Pas un journaliste, pas un expert, pas un institut de sondage ne l’avait anticipé et pourtant Trump va bel et bien gouverner le pays de John Steinbeck, de John Dos Passos, d’Henry Miller, d’Hemingway, de Faulkner, d’Edgar Poe, de Melville, de Paul Auster…sans pudeur car il en est dépourvu, sans retenue car il va détenir tous les leviers que cette jeune démocratie peut offrir à son Président, le Congrès, la Chambre des Représentants, le Sénat.
Passé l’étonnement provoqué par la déroute du camp démocrate, la Bourse New-Yorkaise reprend ses esprits et refait son handicap, un moment déstabilisée par l’ampleur de la victoire de l’homme à la mèche blonde sur la femme à la mèche blonde.
L’ordre libéral ne connait pas la crise, l’ogre libéral a toujours faim.
Un combat de blonds !
Même la Floride ! même les « latinos » ! Tant pis pour l’indigestion de burritos sur-pimentés.
Les inégalités, le chômage, la misère, le désespoir, la méfiance, le terrorisme, bref, la peur vient d’enfanter un monstre qui, même dans ses rêves les plus fous, n’imaginait pas une seconde arriver à un tel niveau, bien conscient qu’il était de ses lacunes, de ses faiblesses et de ses nombreuses erreurs servies par un tempérament parfaitement déviant, les femmes en parlent mieux que les sondeurs.
Deux constats :
- Les limites de Trump, ses carences, ses vices, son arrogance, sa vanité et son inculture lui ont permis de se libérer des chaînes d’un discours trop convenu et de laisser grande ouverte la boite à fantasmes. Son auditoire s’est reconnu dans ses mots, dans son intonation, dans ses plaisanteries de comptoirs et bon mots d’après-matchs, les femmes, les musulmans, les juifs et les homos sont une source inépuisable de rires gras et résonnants, l’entrejambe qui démange, l’haleine qui dérange.
- Les hommes politiques, les experts, les journalistes et les sondeurs ignorent absolument tout ce qui peut concerner les gens auxquels ils croient encore s’adresser, tout ! Le décrochage a laissé place à une véritable rupture, une rupture maintenant consommée.
Ces deux constats sont interdépendants, étroitement liés, pour être élu Trump devait rester Trump, fidèle à lui-même et à sa réputation qui lui servait de légende.
Ses caricatures lui simplifiaient la tâche et lui servaient de discours, loin de le desservir elles renforçaient son image.

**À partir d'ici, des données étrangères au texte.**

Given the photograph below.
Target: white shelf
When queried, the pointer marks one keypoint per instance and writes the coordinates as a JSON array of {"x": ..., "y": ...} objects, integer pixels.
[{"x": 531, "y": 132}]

Et cela a parfaitement fonctionné.
Hilary Clinton et les millions de dollars de sa famille ajoutés à son extrême froideur ont fait le reste, cette femme n’a rien de séduisant, rien…mais sa défaite est, curieusement, moins intérressante que la victoire de Trump.
Ce paradoxe s'explique par les nombreux enseignements que l'on peut tirer du succès d'un candidat tel que Trump, la victoire de Clinton eut été vide de sens, c'est bien son problème.
Le populisme, puisqu’il s’agit de cela, s’articule autour de cette peur et de cette arrogance, il s’accouple harmonieusement avec toute sorte de médiocrités, la provocation, la vulgarité, la haine, le racisme protéiforme…toujours avec des mots simples, souvent avec des jeux de mots répétés, tous plus creux les uns que les autres.
A tous ceux qui, dans ces colonnes, se demandent encore à qui peut bien ressembler Trump, à la Le Pen ou au Sarkozy je suis tenté de répondre que le populisme c’est Poutine, c’est Erdogan, c’est Hofer en Autriche, c’est Adam Walker en G.B ou Orbàn en Hongrie
Sarkozy et Le Pen, bien sûr, chez nous.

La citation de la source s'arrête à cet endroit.